During the 2010-11 school year, UMHB police officers responded to 12,308 calls for service, performed 52,121 building checks and has issued 2, 642 citations.
For a university of about 3,100 students, the campus law enforcement office stays busy.
“We are the primary contact for criminal investigation, traffic violations and overall safety here at UMHB,” Director of Campus Police Gary Sargent said.
Often times the officers are faced with the misconception that they are not real cops, but rather just security or rent-a-cops. This assumption is false.
Among the nine officers are an estimated 200 plus years of experience in various fields ranging from arson investigation to service in Afghanistan.
Criminal Investigations Officer John Ellison believes that the campus is fortunate to have a real police department that cares about the students, faculty, staff and buildings.
“Not only can our officers handle crime, but we can actually spend time investigating the cause and following up the situation,” he said. “The city police officers don’t get to know the students like we do and in return wouldn’t care as much about the campus.”
According to the 2010-11 Annual Security and Fire Safety Report that the campus police sent out to all the students, the number of criminal offenses and non-criminal incidents occurring on campus decreased by 5.1 percent from the previous year.
“One of the key reasons why our crime rates are lower is because of our emphasis on crime prevention,” Ellison said. “We have called the student body to help us and be our extra eyes…. If you are unsure of something or somebody, just call us.”
Although their main focus is on protecting and serving the campus, the police officers have jurisdiction in Bell County.
This past year they have responded to 64 calls to back up the Belton Police Department in either providing protection for the Belton officer and/or to stabilizing an event until the BPD arrived.
The campus police serve as law enforcement but also as solution finders.
“I would like to describe our team as problem solvers with police powers,” Sargent said. “We are 60 percent non-law enforcement.”
The department urges students to call the police if they have a problem and are unsure whom to contact. Officers will either get the right contact or take care of the situation.

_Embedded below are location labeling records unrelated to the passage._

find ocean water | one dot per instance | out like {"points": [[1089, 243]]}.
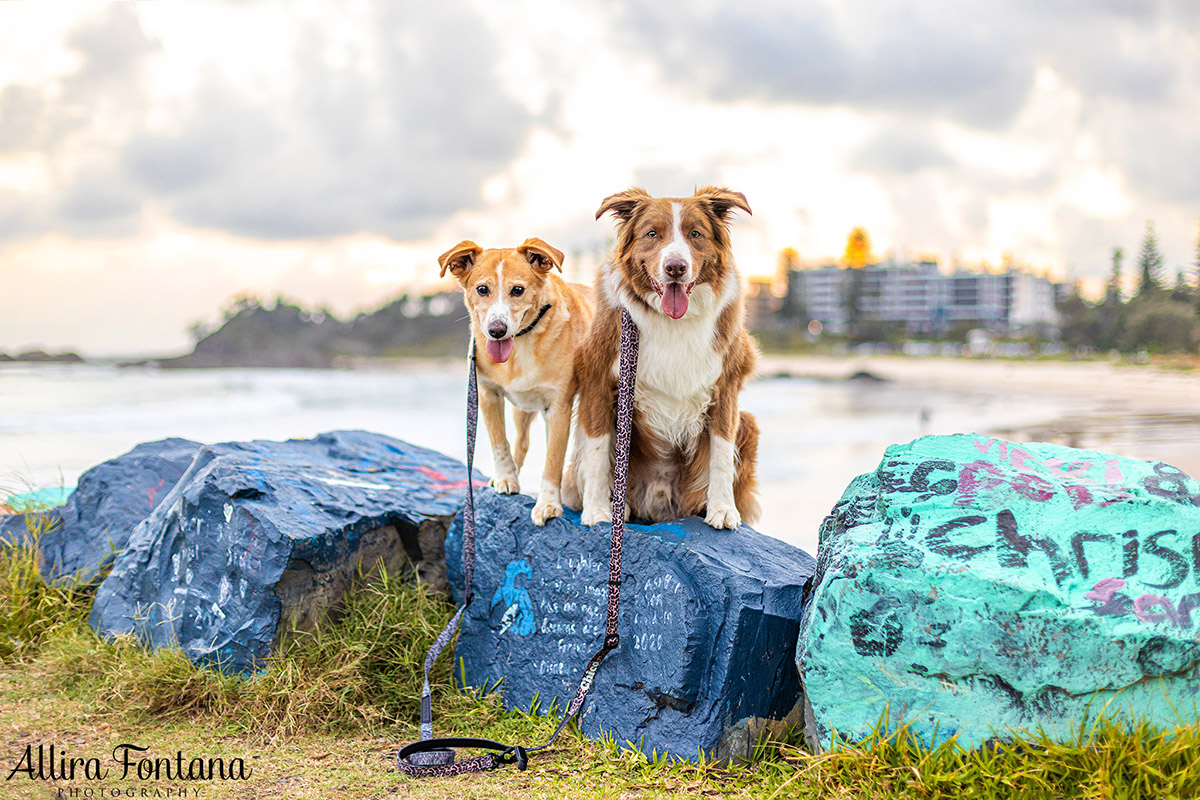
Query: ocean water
{"points": [[57, 421]]}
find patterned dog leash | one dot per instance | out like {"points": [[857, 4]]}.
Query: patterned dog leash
{"points": [[436, 757]]}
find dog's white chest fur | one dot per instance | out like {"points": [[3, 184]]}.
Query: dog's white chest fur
{"points": [[677, 365]]}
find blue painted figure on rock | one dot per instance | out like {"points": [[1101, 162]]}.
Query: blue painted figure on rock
{"points": [[511, 608]]}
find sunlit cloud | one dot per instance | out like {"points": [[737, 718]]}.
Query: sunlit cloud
{"points": [[157, 160]]}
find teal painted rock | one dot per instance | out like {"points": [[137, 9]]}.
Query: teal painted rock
{"points": [[973, 587]]}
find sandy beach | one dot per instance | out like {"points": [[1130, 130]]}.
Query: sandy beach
{"points": [[1144, 411]]}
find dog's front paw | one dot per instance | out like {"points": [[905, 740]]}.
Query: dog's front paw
{"points": [[546, 510], [595, 516], [505, 483], [724, 516]]}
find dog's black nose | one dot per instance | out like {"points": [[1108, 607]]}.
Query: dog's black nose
{"points": [[676, 269]]}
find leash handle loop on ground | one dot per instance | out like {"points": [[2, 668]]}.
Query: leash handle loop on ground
{"points": [[436, 757]]}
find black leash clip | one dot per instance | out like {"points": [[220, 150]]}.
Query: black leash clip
{"points": [[515, 755]]}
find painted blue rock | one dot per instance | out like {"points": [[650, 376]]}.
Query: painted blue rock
{"points": [[79, 537], [261, 536], [976, 587], [708, 624]]}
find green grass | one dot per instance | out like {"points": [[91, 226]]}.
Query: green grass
{"points": [[325, 717]]}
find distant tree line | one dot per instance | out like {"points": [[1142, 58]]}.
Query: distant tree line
{"points": [[1156, 318], [253, 334]]}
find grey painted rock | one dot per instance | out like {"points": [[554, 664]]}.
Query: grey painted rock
{"points": [[976, 587], [259, 536], [708, 624], [79, 537]]}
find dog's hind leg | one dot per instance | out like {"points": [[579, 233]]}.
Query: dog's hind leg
{"points": [[558, 429], [521, 420]]}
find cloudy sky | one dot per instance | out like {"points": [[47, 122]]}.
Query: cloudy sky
{"points": [[159, 158]]}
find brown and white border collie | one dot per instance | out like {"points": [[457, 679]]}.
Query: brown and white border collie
{"points": [[527, 324], [691, 450]]}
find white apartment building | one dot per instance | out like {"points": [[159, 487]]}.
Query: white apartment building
{"points": [[923, 299]]}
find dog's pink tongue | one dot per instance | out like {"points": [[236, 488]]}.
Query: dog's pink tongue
{"points": [[499, 352], [675, 300]]}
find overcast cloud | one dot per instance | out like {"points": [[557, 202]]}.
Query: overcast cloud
{"points": [[173, 156]]}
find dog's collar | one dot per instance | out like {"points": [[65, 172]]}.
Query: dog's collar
{"points": [[535, 320]]}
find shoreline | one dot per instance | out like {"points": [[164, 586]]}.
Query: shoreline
{"points": [[1137, 410]]}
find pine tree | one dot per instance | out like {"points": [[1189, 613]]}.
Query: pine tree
{"points": [[1150, 263], [1197, 290], [1181, 292], [1114, 290]]}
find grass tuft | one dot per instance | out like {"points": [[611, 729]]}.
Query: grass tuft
{"points": [[33, 611]]}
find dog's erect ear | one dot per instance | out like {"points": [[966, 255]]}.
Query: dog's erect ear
{"points": [[460, 258], [723, 200], [622, 204], [541, 256]]}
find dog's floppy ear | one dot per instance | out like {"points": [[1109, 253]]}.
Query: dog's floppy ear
{"points": [[541, 256], [622, 204], [723, 200], [460, 258]]}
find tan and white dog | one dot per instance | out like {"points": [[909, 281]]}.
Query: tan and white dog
{"points": [[527, 324], [691, 450]]}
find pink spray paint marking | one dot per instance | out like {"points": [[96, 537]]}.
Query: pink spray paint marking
{"points": [[443, 482]]}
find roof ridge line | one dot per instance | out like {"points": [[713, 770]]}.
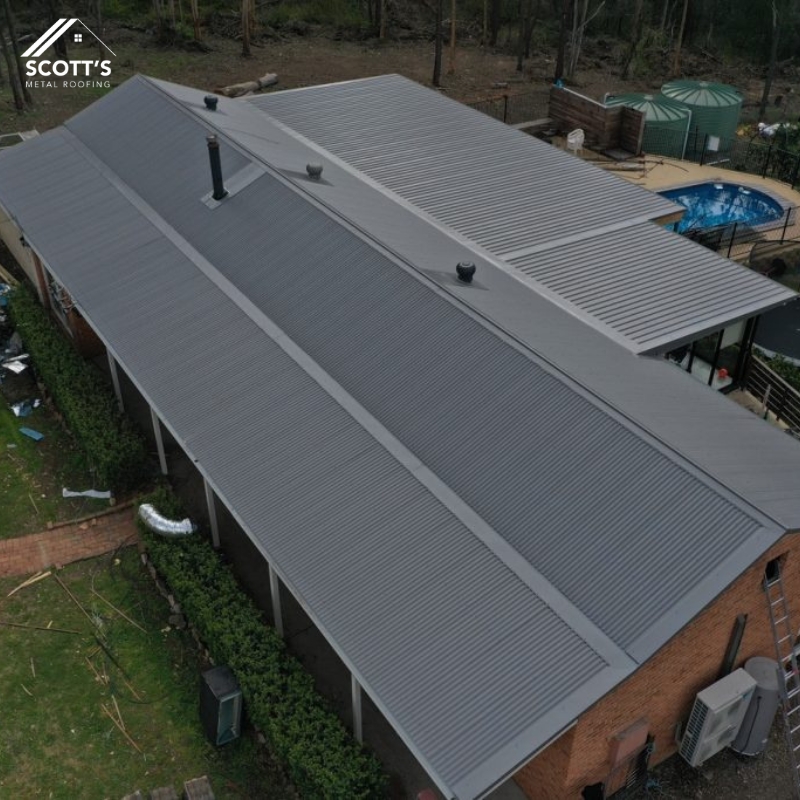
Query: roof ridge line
{"points": [[679, 458], [614, 655], [651, 438]]}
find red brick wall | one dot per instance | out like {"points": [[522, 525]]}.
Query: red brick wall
{"points": [[663, 690]]}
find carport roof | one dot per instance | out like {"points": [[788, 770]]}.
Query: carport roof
{"points": [[468, 489], [577, 235]]}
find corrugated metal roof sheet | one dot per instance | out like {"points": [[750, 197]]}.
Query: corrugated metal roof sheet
{"points": [[577, 232], [415, 449], [650, 287], [503, 189], [408, 356], [442, 633]]}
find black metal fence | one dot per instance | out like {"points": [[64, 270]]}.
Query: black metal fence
{"points": [[737, 239], [775, 394], [754, 156], [514, 108]]}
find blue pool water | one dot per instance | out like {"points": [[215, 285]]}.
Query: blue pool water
{"points": [[711, 204]]}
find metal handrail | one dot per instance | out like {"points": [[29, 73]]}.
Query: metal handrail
{"points": [[775, 393]]}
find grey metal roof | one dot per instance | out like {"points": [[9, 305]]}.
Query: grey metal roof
{"points": [[444, 633], [651, 288], [575, 231], [400, 446], [500, 187]]}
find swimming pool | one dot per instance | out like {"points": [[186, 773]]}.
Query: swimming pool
{"points": [[709, 205]]}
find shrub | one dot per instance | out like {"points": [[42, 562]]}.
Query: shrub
{"points": [[115, 451], [306, 736], [785, 368]]}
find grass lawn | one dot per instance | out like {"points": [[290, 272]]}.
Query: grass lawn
{"points": [[55, 739], [32, 474]]}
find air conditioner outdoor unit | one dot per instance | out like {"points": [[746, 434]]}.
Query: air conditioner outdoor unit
{"points": [[716, 716]]}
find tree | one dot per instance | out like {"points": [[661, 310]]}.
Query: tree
{"points": [[676, 61], [53, 15], [13, 58], [247, 24], [636, 35], [437, 52], [195, 12], [451, 67], [773, 59], [578, 31], [494, 21], [566, 7], [13, 75]]}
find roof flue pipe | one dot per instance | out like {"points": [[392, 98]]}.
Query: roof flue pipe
{"points": [[216, 168]]}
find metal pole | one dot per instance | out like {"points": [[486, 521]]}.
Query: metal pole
{"points": [[162, 458], [212, 514], [691, 358], [275, 592], [358, 726], [716, 357], [785, 224], [733, 237], [112, 365]]}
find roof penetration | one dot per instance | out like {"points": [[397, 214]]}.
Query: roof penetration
{"points": [[464, 520], [499, 187], [531, 205]]}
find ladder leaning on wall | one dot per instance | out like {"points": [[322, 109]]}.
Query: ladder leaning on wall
{"points": [[789, 677]]}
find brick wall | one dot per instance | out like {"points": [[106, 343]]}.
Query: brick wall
{"points": [[662, 691]]}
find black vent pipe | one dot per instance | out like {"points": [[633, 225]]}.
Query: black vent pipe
{"points": [[216, 168]]}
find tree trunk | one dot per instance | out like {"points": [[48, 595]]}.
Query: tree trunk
{"points": [[99, 12], [494, 21], [664, 13], [437, 52], [246, 29], [529, 32], [451, 67], [195, 12], [60, 44], [13, 76], [636, 35], [12, 31], [773, 59], [566, 5], [676, 61]]}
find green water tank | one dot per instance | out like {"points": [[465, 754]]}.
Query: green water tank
{"points": [[715, 111], [666, 124]]}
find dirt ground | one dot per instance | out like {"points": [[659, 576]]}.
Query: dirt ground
{"points": [[319, 58], [480, 73]]}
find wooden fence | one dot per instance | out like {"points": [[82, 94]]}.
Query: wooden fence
{"points": [[605, 127]]}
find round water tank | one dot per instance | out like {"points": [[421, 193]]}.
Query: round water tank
{"points": [[666, 123], [753, 735], [715, 110]]}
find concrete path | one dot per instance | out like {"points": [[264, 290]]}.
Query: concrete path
{"points": [[68, 542]]}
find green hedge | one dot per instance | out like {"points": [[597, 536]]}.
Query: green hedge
{"points": [[785, 368], [320, 756], [115, 451]]}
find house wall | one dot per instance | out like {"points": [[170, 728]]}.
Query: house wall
{"points": [[10, 234], [662, 691]]}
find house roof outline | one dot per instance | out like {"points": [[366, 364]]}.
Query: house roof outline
{"points": [[56, 31], [764, 523]]}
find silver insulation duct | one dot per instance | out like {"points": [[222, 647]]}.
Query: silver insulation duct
{"points": [[162, 525]]}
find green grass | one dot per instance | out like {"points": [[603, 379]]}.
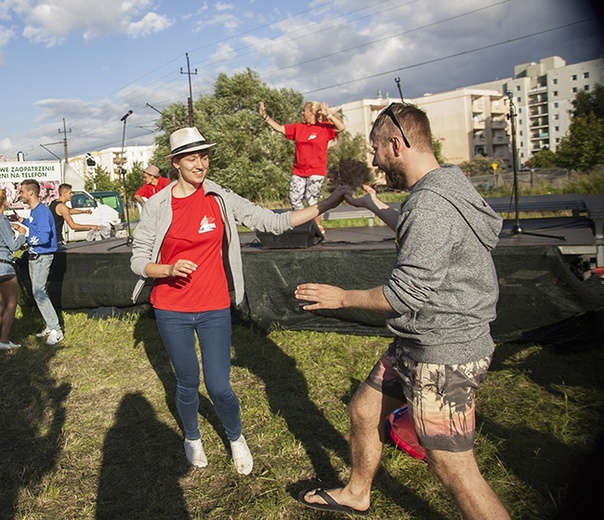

Senior performance study major Rachel Jeske has been a student worker for the police department for four semesters and has witnessed firsthand how the police officers help people.
“They help the students who are on campus by offering to unlock cars if they leave their keys inside or jump-starting a car if your battery is dead,” she said. “They also help keep students safe by making sure those on campus are supposed to be there.”
While fighting crime and keeping the campus in order is their main responsibility, the officers want students to know they can always approach them and ask any questions.
Ellison said, “Even if the situation isn’t a felony or crime, we are still going to care. We are going to show compassion, and we are going to help.”